Lost Spirits, Terressentia, and Cleveland Whiskey have all experienced backlash against their processes, ranging from angry internet naysayers to cease and desist letters to, in one case, actual threats and intimidation from rival distillers. But they are undeterred. Whisky, they say, will continue to move forward, the way it always has. Even distillers who champion tradition in their marketing are looking for ways to create better whisky for their customers. And customers are buying these whiskies. Hewlette notes that Terressentia’s private-label business consistently grows 5 to 10 percent a year.
The numbers alone point to widespread acceptance. A 2016 fundraising period for Cleveland Whiskey netted $711,000 from 951 investors around the world. In 2017, Terressentia processed enough whiskey using TerrePURE to fill almost two million bottles—equivalent to about 80 percent of its entire business. The company first turned a profit in 2015, and generated $26 million in revenue last year, according to Hewlette. It is in discussions to implement TerrePURE for distillers in South Africa, Canada, India, and even Scotland, and already processes whiskey for clients in Kentucky.
The taste profile that we’re creating might be similar to a more aged product, but we can’t accelerate the aging process. All we can do is filter away things that aging filters away.
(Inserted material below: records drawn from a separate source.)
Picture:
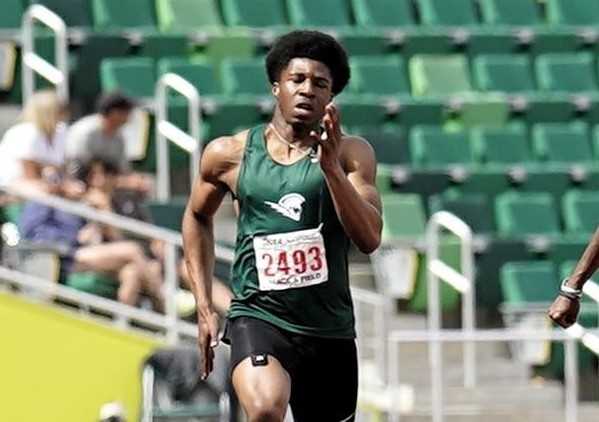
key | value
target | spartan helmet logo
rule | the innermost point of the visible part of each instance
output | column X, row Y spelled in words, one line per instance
column 289, row 205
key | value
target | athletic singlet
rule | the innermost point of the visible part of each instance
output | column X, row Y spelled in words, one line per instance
column 290, row 266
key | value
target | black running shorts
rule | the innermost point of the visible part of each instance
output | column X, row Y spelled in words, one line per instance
column 323, row 371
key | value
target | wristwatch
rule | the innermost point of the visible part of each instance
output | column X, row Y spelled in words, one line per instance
column 568, row 291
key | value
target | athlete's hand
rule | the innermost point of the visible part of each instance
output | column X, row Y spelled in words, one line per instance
column 207, row 340
column 330, row 139
column 564, row 311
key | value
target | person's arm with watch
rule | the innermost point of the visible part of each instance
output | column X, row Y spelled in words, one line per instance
column 566, row 306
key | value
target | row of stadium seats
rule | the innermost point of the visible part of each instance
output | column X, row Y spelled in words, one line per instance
column 511, row 214
column 429, row 75
column 185, row 15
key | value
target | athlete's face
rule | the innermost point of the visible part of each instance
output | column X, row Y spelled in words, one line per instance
column 303, row 90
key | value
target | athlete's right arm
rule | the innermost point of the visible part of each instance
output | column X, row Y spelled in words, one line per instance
column 206, row 196
column 565, row 310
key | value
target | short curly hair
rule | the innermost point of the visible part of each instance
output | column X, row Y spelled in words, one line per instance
column 313, row 45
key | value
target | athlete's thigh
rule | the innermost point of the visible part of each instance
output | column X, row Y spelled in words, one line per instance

Last December, O.Z. Tyler Distillery became a heritage member of the Kentucky Distillers Association (KDA). The membership gives Terressentia a seat on the KDA board of directors and positions it as a peer to Kentucky distilling giants like Beam Suntory, Brown-Forman, and Heaven Hill. This year, O.Z. Tyler plans to expand its facilities to a capacity of 100,000 barrels—only slightly smaller than Wild Turkey—and it’s already contract-distilling whiskey for numerous other brands, though not all of that distillate is processed using TerrePURE.
Davis’ small-scale Lost Spirits Distillery in Los Angeles produces about 36,000 bottles of ‘whisky’ and rum a year, acting as a showcase for the technology. The real business, funded by private equity, is taking place in the vast laboratory behind it. There, Davis and a team of scientists and engineers are working to scale up the reactors for several mid-sized distillery clients, all located abroad and making a variety of spirits, including whisky. “The primary application in the real world is for [blending stocks],” Davis says. “Just to add 5 percent of something that would bump up the richness and texture and character. That’s probably how it will end up being used.”
Evolution and Adoption
In the big picture, Cleveland, Terressentia, and Lost Spirits are pretty small potatoes (and non-disclosure agreements prevent them from revealing their growing client lists), but at least one major distiller is openly embracing new methods for making whiskey. Last November, Edrington Group—the owner of the Macallan, Highland Park, and Glenrothes scotch distilleries—began selling Relativity American whiskey and Noble Oak bourbon in test markets. The whiskeys are sourced from MGP Distillery, aged for 6 and 12 months in barrels, respectively, and then put through a proprietary heat and pressure process using oak staves. The process was developed by Brain Brew Ventures, a research and development arm of innovation engineering firm Eureka! Ranch.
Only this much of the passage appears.